Questa è un’anteprima del primo capitolo del romanzo storico Il Cavaliere d’Islanda, dall’autrice de “Il mago e l’imperatrice” e “Il sole invincibile”.
Il libro è disponibile in libreria nella Collezione Omnibus Mondadori (ISBN 978-88-04-61607-8).
Si ringrazia l’autrice e la Mondadori per la gentile disponibilità.
Vagando nella brughiera d’Islanda in quel pomeriggio d’estate dell’anno 1193 dall’incarnazione di Cristo, nella mano la moneta venuta dal ventre dello squalo, Kveld non sapeva che alla fine di quello stesso giorno, in cui compiva il tredicesimo anno di età, sarebbe passato per la sua prima morte.
Ma un sentimento simile all’avvicinarsi della morte lo aveva colto quando i pescatori avevano sventrato il pesce, e sulla roccia si erano rovesciate le interiora nere e biancastre, i resti di pesci più piccoli, un brandello di rete da pesca e il piccolo disco di metallo. I pescatori avevano abbandonato i rifiuti sulla spiaggia, non accorgendosi della moneta. Kveld l’aveva raccolta, viscida di sangue freddo, e l’aveva lavata in mare. Attraverso l’acqua limpida aveva visto i simboli coniati sui due lati. Pur senza conoscerne il significato gli erano sembrati la chiave del suo destino, come la stella che guidava i suoi antenati vichinghi in navigazione.
La moneta non era d’oro né d’argento. Non mostrava la testa di nessun re o papa o imperatore. Era un semplice e sottile pezzo di ferro di forma rotonda; su un lato recava un cerchio più piccolo e, inscritta nel cerchio, una croce ben diversa da quella a T eretta sull’altare della chiesa di Borg, una croce dai bracci della medesima lunghezza. Sull’altro lato il simbolo, semicancellato, era ancora un cerchio, dal quale si dipartivano linee doppie simili a raggi, o a petali.

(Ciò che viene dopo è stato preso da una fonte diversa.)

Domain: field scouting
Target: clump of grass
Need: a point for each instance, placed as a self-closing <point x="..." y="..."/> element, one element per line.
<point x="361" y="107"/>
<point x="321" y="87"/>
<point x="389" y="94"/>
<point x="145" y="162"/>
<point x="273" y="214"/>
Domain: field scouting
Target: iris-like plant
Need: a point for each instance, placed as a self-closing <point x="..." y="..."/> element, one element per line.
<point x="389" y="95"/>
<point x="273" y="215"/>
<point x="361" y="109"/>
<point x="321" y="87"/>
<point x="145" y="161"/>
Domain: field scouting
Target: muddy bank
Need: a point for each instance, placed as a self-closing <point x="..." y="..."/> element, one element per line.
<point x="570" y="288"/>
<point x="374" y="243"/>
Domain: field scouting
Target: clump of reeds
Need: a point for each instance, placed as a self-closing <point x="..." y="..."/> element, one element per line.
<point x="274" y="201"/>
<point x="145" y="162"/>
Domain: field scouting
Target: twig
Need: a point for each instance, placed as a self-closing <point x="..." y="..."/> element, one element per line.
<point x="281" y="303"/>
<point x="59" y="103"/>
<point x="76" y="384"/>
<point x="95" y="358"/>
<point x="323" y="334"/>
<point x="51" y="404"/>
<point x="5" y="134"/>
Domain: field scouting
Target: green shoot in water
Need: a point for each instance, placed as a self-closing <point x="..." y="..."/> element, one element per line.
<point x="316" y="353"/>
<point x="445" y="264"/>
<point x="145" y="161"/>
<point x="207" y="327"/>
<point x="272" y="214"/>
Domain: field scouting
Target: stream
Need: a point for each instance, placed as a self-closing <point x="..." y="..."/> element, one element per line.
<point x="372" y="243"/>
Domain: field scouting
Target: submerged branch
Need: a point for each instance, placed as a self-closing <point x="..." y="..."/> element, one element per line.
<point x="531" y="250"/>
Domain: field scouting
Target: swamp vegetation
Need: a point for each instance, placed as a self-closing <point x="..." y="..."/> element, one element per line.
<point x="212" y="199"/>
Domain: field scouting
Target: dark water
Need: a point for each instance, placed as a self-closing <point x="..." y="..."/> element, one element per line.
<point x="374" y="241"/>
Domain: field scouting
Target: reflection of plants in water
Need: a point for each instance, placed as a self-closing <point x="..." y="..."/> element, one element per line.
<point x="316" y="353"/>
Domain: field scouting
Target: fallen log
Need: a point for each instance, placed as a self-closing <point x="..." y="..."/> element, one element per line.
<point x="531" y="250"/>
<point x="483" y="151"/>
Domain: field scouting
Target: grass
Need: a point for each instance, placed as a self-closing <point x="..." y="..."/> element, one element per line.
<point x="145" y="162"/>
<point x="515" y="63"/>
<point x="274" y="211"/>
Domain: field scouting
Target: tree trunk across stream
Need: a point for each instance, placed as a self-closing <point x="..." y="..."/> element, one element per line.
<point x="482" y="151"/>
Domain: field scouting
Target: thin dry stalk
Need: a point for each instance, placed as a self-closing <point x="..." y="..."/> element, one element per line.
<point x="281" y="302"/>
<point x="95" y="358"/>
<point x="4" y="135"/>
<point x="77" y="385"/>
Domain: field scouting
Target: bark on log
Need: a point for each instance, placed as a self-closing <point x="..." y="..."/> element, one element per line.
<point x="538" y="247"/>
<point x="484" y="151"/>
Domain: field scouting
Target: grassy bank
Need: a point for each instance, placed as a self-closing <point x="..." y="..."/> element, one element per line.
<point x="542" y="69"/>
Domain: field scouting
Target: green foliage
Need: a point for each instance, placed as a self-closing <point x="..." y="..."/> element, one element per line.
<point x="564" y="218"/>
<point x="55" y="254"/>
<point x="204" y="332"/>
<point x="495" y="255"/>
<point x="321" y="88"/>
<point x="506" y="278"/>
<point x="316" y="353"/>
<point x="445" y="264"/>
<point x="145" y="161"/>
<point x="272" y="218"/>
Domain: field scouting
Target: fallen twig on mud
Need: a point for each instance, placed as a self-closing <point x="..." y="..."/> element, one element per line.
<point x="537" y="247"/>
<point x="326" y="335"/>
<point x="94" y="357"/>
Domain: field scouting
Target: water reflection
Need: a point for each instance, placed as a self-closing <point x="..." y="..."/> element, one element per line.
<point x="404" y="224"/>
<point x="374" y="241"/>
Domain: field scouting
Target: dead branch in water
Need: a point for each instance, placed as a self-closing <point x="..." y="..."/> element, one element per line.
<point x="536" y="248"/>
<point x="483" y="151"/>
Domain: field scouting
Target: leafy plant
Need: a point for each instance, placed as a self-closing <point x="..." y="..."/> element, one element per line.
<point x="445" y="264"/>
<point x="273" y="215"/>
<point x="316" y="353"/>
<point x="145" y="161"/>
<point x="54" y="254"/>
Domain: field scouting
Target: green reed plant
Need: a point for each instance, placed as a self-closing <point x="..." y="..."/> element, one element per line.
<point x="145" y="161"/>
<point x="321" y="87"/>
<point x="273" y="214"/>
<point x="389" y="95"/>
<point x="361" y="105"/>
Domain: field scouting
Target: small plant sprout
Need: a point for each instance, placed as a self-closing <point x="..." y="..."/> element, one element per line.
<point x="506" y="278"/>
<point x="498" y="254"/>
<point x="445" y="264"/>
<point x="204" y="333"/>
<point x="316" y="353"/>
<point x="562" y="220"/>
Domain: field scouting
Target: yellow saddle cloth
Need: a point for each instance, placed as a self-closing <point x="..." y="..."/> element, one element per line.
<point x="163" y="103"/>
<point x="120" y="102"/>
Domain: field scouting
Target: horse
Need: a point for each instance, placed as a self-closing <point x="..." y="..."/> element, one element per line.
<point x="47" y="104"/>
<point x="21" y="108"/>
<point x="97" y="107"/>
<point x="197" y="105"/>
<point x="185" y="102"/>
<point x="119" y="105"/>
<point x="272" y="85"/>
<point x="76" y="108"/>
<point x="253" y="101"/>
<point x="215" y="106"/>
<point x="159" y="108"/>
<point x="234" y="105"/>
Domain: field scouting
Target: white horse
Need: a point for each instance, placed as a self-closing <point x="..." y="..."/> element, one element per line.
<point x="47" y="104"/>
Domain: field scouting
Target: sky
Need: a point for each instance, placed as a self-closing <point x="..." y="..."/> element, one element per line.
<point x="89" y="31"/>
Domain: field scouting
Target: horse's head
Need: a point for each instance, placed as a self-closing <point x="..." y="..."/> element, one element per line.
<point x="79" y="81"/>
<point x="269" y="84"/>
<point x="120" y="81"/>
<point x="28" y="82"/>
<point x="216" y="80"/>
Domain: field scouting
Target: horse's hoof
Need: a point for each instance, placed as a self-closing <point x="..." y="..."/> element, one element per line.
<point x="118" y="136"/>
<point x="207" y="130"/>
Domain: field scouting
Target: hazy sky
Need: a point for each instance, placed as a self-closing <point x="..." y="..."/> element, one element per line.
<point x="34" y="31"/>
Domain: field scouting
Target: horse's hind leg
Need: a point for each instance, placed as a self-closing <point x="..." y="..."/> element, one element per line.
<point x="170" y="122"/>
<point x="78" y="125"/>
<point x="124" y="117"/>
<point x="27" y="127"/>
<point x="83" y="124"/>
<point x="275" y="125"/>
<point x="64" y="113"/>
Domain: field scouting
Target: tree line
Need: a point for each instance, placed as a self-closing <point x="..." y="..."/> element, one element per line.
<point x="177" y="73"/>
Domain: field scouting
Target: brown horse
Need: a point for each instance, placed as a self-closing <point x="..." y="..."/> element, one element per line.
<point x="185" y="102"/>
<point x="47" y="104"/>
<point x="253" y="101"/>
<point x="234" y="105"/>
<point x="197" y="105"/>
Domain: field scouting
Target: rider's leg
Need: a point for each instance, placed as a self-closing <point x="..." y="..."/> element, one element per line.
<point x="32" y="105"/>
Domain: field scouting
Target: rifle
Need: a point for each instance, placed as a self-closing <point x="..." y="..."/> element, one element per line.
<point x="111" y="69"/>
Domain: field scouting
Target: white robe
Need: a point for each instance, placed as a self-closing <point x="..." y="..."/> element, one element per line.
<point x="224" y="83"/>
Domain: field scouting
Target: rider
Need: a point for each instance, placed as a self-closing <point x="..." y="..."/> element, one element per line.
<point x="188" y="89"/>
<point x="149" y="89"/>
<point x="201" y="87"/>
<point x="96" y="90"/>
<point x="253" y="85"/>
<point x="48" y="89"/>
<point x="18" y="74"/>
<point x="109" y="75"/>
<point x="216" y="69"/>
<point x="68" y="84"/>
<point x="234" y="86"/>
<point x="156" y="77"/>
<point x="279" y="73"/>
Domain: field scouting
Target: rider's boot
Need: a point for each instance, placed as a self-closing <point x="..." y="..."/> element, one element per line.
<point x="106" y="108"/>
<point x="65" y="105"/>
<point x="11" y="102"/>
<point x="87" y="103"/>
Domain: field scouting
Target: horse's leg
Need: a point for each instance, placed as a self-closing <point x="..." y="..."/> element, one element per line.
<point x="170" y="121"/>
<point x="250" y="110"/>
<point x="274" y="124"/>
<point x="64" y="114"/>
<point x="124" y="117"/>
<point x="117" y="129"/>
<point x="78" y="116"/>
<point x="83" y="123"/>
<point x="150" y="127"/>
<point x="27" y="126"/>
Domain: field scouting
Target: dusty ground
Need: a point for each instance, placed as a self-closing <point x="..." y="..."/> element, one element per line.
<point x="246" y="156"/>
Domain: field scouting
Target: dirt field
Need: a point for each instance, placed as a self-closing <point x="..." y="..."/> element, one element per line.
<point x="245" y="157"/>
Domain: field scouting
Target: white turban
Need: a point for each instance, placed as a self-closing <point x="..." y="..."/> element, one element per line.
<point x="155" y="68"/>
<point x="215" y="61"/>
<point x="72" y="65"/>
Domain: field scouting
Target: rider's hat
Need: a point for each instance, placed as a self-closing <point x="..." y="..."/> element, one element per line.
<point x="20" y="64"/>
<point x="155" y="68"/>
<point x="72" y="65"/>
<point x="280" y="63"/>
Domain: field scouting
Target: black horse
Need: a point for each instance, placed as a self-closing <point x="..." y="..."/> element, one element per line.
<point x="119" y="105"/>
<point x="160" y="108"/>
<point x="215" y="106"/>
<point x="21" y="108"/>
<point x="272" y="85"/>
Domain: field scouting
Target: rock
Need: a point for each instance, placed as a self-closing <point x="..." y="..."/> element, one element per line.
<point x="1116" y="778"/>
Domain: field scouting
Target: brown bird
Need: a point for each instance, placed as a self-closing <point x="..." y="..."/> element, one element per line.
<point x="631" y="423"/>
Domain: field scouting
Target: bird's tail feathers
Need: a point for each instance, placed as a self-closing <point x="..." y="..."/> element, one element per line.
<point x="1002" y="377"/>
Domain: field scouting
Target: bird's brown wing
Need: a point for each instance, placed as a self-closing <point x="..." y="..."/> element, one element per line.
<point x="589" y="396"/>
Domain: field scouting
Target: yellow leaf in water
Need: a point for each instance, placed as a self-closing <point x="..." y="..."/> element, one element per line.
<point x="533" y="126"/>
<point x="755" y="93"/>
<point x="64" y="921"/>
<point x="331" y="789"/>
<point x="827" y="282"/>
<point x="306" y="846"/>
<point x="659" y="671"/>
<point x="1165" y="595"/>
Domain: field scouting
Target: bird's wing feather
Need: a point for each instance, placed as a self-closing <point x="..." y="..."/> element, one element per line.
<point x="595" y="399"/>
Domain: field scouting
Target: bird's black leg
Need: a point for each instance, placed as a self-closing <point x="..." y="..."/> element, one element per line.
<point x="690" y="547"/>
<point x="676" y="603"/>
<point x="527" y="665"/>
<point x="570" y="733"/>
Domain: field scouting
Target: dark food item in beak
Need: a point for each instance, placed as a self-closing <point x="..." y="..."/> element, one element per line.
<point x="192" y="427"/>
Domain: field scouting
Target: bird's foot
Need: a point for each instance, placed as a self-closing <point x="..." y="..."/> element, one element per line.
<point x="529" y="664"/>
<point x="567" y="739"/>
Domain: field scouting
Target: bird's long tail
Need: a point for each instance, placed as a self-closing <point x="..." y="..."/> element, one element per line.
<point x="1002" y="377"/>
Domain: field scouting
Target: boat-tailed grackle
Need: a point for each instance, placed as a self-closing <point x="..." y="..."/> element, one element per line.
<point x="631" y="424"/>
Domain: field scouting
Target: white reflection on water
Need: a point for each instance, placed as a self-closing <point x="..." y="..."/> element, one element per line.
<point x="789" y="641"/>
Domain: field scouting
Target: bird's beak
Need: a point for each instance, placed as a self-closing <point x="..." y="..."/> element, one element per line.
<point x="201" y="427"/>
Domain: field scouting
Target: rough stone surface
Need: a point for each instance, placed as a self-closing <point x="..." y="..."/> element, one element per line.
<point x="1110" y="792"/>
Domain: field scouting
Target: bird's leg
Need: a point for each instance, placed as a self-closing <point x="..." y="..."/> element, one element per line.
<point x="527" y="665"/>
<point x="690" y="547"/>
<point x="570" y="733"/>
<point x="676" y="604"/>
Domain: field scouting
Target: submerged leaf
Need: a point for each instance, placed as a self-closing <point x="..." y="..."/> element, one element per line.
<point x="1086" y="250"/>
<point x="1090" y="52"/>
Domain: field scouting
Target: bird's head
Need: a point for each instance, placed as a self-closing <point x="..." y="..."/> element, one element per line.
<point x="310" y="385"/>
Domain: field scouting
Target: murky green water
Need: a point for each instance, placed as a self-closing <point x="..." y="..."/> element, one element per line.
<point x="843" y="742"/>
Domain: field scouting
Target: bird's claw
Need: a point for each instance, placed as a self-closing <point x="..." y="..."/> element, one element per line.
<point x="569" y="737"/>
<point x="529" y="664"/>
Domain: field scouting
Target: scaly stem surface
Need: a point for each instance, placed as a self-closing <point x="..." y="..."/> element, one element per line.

Un sole, o un fiore.
Secondo la völva, la profetessa, quei segni venivano da un paese scomparso e dimenticato, dalle terre che una volta erano abitate e che il mare ha sommerso, migliaia e migliaia di anni prima della nascita di Cristo.
«Allora, questa è la moneta più vecchia del mondo?» aveva chiesto Kveld. «Deve valere moltissimo.»
La völva aveva sorriso.
«No. La moneta non vale nulla, è stata fabbricata da pochi anni. L’aveva con sé qualche viaggiatore; è caduta in mare e il pesce l’ha inghiottita. La moneta non è niente, i segni sono tutto. I segni, mi comprendi? Sono i segni che hanno valore. vengono da molto lontano, dalla sapienza degli antichi saggi. Sono morti; ma il loro pensiero è stato tramandato ad altri saggi, e vive e circola ancora per il mondo, per vie segrete. Come il ventre di uno stupido pesce che mangia tutto quello che gli capita fra le fauci.»
La völva era una donna vecchia, molto vecchia; nessuno sapeva con precisione quanti anni avesse. Il tempo l’aveva segnata come fa con la buccia di un frutto, ma i pochi che la ricordavano bambina dicevano che era sempre stata così: i capelli bianchi come neve, la statura minuta di un troll, e gli occhi glauchi, penetranti e curiosi. Era sempre stata uguale a se stessa, unica e diversa da ogni altro.
Gli abitanti del villaggio l’avevano immediatamente e per sempre accettata come unica e diversa da ogni altro, eppure utile e necessaria. Non li disturbava il fatto che fosse fra loro e nello stesso tempo altrove. Quando lei era andata ad abitare nel capanno vicino al faro, lontana dalle altre case eppure raggiungibile, era sembrato a tutti giusto e naturale che lei stesse fra il cielo, il mare e gli esseri umani. La terra intorno al capanno, attraversata da un fiume sotterraneo caldo, le dava la possibilità di coltivare quello che le occorreva per vivere. La völva non parlava quasi mai se non per mettere qualcuno sull’avviso, o quando veniva interrogata per consiglio o aiuto. Se un tempo sicuramente aveva avuto un nome, era stato dimenticato.
«E che cosa significano, i segni?»
«Non lo so; non mi è dato saperlo.»
La völva non aveva studiato, e le sue visioni, i suoi oracoli, non avevano il senso compiuto di un resoconto scritto. Erano piuttosto come i suoni e le immagini che nel momento di risvegliarsi da un sogno, o di scivolare nel sonno, sembrano reali. Erano parole su una pergamena in cui mancavano parti di testo.